Zuruf von Jochen Jung

Lesen Sie gefälligst Bücher!

3. Juli 2015
von Börsenblatt
Denn das ist "eines der großen Vergnügen, die man in unserer Zeit noch haben kann". Nur fehlt es an klaren Ansagen an die Mitmenschen, sie zur Lektüre zu verpflichten. Seid dabei nicht zimperlich, rät Jochen Jung.

Kürzlich schenkte meine Tochter mir einen groß­artigen Cartoon von Til Mette, auf dem ein mittelaltes Paar einen Raum mit Bücherregalen bis zur Decke bestaunt, und er zu ihr sagt: "So eine Art Wärmedämmung aus dem 20. Jahrhundert." Das Tolle an dem Satz ist natürlich nicht der ­bücherverachtende Unterton, sondern dass es tatsächlich nichts Besseres gegen die allgemeine Zivilisationskälte und Menschenvergesslichkeit gibt als Bücher. Dazu passt wiederum ein Satz, den ich kürzlich von dem noch großartigeren Michael Haneke hörte: "Das ist eines der großen Vergnügen, die man in unserer Zeit noch haben kann: Lesen."
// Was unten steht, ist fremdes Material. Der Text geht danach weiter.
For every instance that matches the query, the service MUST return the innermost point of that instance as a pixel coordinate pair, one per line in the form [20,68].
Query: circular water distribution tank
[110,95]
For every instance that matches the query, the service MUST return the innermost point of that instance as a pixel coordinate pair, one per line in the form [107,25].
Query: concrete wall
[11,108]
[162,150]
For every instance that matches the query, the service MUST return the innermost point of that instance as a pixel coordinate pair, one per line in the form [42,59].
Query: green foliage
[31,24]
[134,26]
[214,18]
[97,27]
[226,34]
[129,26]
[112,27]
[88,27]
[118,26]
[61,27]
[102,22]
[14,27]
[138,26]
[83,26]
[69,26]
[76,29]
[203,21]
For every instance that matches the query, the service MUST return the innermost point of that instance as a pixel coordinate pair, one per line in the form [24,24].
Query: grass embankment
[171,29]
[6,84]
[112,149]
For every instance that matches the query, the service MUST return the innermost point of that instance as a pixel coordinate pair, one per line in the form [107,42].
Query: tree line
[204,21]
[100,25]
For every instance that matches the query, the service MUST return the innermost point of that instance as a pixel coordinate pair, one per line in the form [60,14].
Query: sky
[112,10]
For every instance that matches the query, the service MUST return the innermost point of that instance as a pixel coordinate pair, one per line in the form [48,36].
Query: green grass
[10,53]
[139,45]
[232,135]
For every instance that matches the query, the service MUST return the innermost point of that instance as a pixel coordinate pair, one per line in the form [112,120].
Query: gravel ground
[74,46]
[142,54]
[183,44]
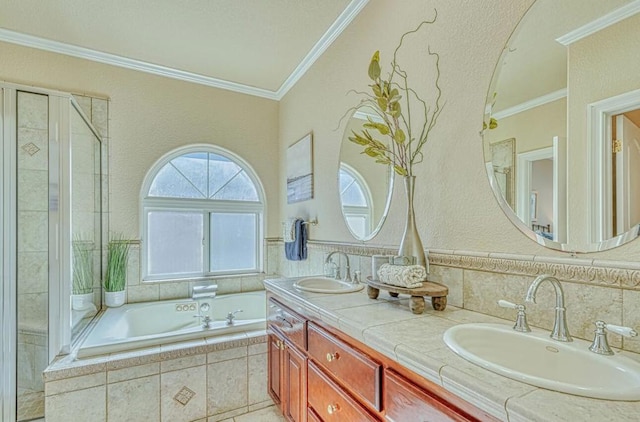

Wer von uns Bücherfreunden wollte da nicht zustimmen: Lesen bringt’s! Aber leider muss man auch ergänzen: am Lesen hapert's. Und zwar am Lesen von Büchern, von dem, was in Leseplänen früher Ganztexte hieß, das heißt, nicht nur Mails, Untertitel und Gebrauchsanweisungen, sondern so altmodische und wunderbar umständliche Dinge wie Erzählungen und Romane.

Schon lange wissen wir ja, dass es nicht reicht, die Eltern und Lehrer lieb zu bitten, die Kleinen doch gefälligst … Oder sich damit zu beruhigen, dass man ja auch im Internet ohne Lesen nicht vorankommt. Es geht um weitere Zusammen­hänge und Imaginationen.

Ich ertappe mich inzwischen gelegentlich dabei, mir zu wünschen, man sollte das Lesen anordnen. In meiner Jugend war man noch selbstverständlicher von Imperativen umgeben in freundlich gemeintem Befehlston, zum Beispiel: "Fasse dich kurz!" oder "Esst mehr Obst, und ihr bleibt gesund." Das las man an Gemüseläden und auf den Papiertüten, in denen man die gekauften Äpfel davontrug. Noch heute kann ich kaum in einen Apfel beißen, ohne daran zu denken (was auch heißt: ohne daran zu glauben).

Vielleicht sollten wir als Lehrer, Eltern, Buchhändlerin und Buchkenner unsere christliche Zimperlichkeit zwischendurch ablegen und ruhig etwas aggressiver andere zu Büchern und ihrer Lektüre verpflichten: Lies dieses Buch und erzähl mir, was drinsteht, dann darfst du auch am Samstagabend bis eins … A propos christlich: Schon Augustin (der heilige, nicht der liebe lustige August) wurde durch einen Imperativ auf seinen richtigen Weg gebracht, auf lateinisch natürlich (was ja noch viel abartiger ist als jedes Buch): "Tolle, lege!" "Nimm und lies!" Nimm ein tolles Buch und leg dich damit aufs Sofa. Aber man kann ja nicht immer darauf warten, dass einen der Engel besucht, dem man nicht widerstehen kann, es genügt, wenn der freundliche Nachbar spricht: "Haben Sie schon Donna Tartt gelesen? Nein? Sollten Sie aber. Dagegen ist jeder Tatort ein Glas Milch!"

Bücher sind in der Tat mehr als der dekorative Background für gepflegte Abendunterhaltungen. Sie sind die Stütze unserer Kultur, und nicht nur die eines wackligen Fernsehapparats. Man kann auch ruhig mal Leuten, die das nicht hören wollen, sagen, was Bücher einem (selbst) bedeuten, was für Wundertüten Bücher sind! Und gesund wie Äpfel sind sie auch!